Career Is Passion For FLETC Employee
by U.S. Department of Homeland Security Jennifer Scales
November 15, 2020
Nestled between the cities of Roswell to the north and Carlsbad to the south, lies Artesia, New Mexico, one of the Training Delivery Points (TDP) for the Federal Law Enforcement Training Centers (FLETC).
There, you will also find Law Enforcement Specialist Amanda DeMontigny (dah-mont’-nee).
November 12, 2020 - Amanda DeMontigny, far left, shares some time from law enforcement instruction with fellow Federal Law Enforcement Training Centers instructors in Artesia, New Mexico. (U.S. Department of Homeland Security Courtesy Photo)
DeMontigny works in the General Training Branch at the Artesia TDP. She serves alongside partner organizations, Customs and Border Protection (CBP) and Air Marshals to deliver the Uniformed Police Training Program (UPTP).
“I specialize as one of four drug custodians at FLETC,” DeMontigny said.
After graduating from the University of North Dakota with degrees in criminal justice and sociology, DeMontigny began her career in the government with Border Patrol and moved to the Bureau of Indian Affairs (BIA) With BIA, she held posts as a Training Sergeant and Special Agent for the Division of Drug Enforcement.
“After BIA, I came to FLETC because of my desire to teach and do some ‘hands-on’ training out in the field,” DeMontigny said. “I wanted to be a part of making a difference.”
DeMontigny has familiarity with the North Dakota area because she grew up in Grand Forks but all her family is from the reservation in Belcourt, which is the Turtle Mountain Band of Chippewa Indians.
She credits many of the strong women in her family, along with her father, for instilling in her the strong values she continues to cherish.
“My mother, Myra, became a nurse who got her degree and went back to the reservation to help,” DeMontigny reflects.
Debbie Jeanotte (jah-not’), an aunt, is also a nurse. Janice Morley, another aunt, went to law school and then became the assistant U.S. attorney for North Dakota. Her youngest aunt, Diane Schroeder, is the owner of a trucking company in Devils Lake, N.D.
Her grandmother, Joyce Schroeder, was also a trucker and was there to support all of her family.
“My father, Clark, along with the rest of the women, were all independent and never relied on anyone to do what they could do themselves, which is what I go by today,” DeMontigny said.
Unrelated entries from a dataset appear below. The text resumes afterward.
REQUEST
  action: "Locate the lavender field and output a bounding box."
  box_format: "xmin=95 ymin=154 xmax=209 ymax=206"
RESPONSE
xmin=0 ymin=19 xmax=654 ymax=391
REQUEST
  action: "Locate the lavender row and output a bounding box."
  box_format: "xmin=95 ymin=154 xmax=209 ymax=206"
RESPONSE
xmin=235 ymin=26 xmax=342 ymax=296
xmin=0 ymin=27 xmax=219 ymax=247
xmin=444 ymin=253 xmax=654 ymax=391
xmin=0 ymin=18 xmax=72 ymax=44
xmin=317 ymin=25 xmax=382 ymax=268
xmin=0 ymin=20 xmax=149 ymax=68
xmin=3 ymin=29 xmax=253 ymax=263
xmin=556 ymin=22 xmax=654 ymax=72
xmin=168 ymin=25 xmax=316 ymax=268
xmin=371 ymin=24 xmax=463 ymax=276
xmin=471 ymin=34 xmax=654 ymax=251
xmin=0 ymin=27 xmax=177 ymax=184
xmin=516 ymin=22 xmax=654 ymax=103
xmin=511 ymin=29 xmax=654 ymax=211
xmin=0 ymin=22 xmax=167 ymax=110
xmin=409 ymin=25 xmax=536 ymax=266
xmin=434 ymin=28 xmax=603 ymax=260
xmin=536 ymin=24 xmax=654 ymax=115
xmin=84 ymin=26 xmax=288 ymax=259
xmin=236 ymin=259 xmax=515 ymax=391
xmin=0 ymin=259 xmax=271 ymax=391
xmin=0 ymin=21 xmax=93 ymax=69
When she is not at work, DeMontigny enjoys adding to her 20-year span of running or doing anything outdoors.
“I like to participate in 5k’s and 10K’s when I get a chance, in addition to anything relating to camping and hiking,” DeMontigny said. “Being a life-long Chicago Bears fan, I love to go to their football games or take in an outdoor local band concert.”
There have been challenges she has faced, DeMontigny admits, but with the family love and support she received while growing up, she is able to overcome them.
“I am in a field that is typically set up for men,” DeMontigny said. “But I love my job, and that keeps me going. If you find a job…a career that you love, you never work a day in your life. It becomes your passion and you can accomplish anything.”
The Federal Law Enforcement Training Centers (FLETC) is known for delivering training curriculum to some of the best law enforcement personnel in the world. FLETC also has a culturally diverse staff who provide instruction and support to those seeking training.